Take the "51.2.2M" data from the resources/ file. Can you write a script where if you specify an individual, the script will use the geno/ind/snp files to turn the data into fasta format? Here are some things to keep in mind:
1. Separate each fasta sequence in your file by chromosome. 
2. Make sure to keep all information you have for the individual in the header line (">") of the fasta - use "|" to separate different bits of information (including chromosome information). 
3. The two alleles in the "snp" file are what the 0/1/2 refer to. A zero indicates none of the first allele is found. A one indicates one of the first allele is found, and a two indicates both alleles are the first allele. If you have a '1', randomly choose one of the two alleles to keep in the fasta - look into the [**random** module](https://docs.python.org/3.8/library/random.html). You are essentially treating diploid individuals as haploid calls. 
4. For missing data "9", use "N". 
5. Don't worry about adjacent positions not in the set of SNPs. That means if you have 100 SNPs in the ".snp" file belonging to chromosome 1, your fasta file sequence for chromosome 1 should have 100 As, Gs, Cs, Ts, and Ns.
6. Take the time to try stubbing and adding functions to make your code more readable. Pseudocode this and figure out everything you need before you start!

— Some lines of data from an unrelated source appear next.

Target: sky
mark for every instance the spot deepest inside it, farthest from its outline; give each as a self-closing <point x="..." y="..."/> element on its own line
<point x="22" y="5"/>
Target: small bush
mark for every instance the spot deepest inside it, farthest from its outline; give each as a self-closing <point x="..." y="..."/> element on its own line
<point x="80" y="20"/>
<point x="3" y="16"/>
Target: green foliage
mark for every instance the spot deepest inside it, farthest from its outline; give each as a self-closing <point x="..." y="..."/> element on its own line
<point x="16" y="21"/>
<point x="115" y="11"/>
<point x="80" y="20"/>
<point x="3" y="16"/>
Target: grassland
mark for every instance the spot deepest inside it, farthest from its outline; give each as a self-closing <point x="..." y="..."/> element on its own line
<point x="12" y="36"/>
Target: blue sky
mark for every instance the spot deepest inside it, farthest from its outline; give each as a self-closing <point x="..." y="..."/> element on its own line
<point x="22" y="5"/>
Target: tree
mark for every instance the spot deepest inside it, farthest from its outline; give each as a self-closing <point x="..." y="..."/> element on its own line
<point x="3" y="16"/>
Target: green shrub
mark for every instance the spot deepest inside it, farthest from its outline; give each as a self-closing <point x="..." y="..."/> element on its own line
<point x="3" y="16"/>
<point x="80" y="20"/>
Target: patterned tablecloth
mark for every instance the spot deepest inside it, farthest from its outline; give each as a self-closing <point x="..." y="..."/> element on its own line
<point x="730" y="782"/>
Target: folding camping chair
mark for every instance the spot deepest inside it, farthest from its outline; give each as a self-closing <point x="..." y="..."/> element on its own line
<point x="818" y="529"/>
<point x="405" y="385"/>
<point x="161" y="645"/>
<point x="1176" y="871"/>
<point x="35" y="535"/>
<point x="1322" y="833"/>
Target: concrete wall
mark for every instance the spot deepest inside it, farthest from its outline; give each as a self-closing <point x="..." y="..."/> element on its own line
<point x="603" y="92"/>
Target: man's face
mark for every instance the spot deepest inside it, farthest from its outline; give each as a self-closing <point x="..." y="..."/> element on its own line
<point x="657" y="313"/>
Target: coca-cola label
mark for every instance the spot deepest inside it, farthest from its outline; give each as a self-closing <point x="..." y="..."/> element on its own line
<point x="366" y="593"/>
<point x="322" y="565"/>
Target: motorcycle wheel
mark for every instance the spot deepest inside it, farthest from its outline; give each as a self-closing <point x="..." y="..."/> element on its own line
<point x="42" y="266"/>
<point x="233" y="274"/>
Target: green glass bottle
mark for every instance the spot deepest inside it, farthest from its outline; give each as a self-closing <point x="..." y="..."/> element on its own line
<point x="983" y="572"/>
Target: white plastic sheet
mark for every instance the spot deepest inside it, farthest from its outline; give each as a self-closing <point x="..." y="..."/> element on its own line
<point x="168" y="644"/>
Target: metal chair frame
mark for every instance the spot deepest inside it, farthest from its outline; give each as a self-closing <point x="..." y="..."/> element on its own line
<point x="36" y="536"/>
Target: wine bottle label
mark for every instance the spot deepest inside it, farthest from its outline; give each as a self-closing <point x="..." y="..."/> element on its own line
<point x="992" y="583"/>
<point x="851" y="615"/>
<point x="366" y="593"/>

## Exercise 6.6: The timing is everything! --
In your Jupyter Notebook, try out the "run -p" command to check the timing of exercise 6.5. How fast is your code? What takes the longest? Can you think of any way to make your code run faster? It's okay if not, but if you want to discuss this, feel free to ask - sometimes you found the fastest way, sometimes (but not always - I'm not greatest with speed) I might have a few more ideas. 


In [None]:
run??

## Exercise 6.7: ANNO file

In the Reich 1240K dataset, there's an ANNO file that gives more information on each individual that's been sequenced. Explore what information is found in each column. Then, write a function that returns a unique list of the 'Group IDs' available for any particular 'Publication' column. Note that tabs are used to split columns but regular spaces do not split columns. 

How many unique Group IDs are found for McCollScience2018?

## Exercise 6.8: Doublecheck your data - CHALLENGE

A. After Exercise 6.7, let's make sure you have a script to check amount of data available. There's two ways of doing this - do both and use the Group ID for Japan_Jomon.SG to check if they match up. 
1. In the ANNO file, you can use the SNPs hit on autosomal targets.
2. In the GENO file, you can count the number of '9's present like before (or 0s, 1s, and 2s present). 

B. Note that there's only one individual with the Japan_Jomon.SG ID. But, Vietnam_BA_DongSonCulture.SG has four individuals - we might want to count these data available if even one of these individuals have data. Modify #2 so you can account for that.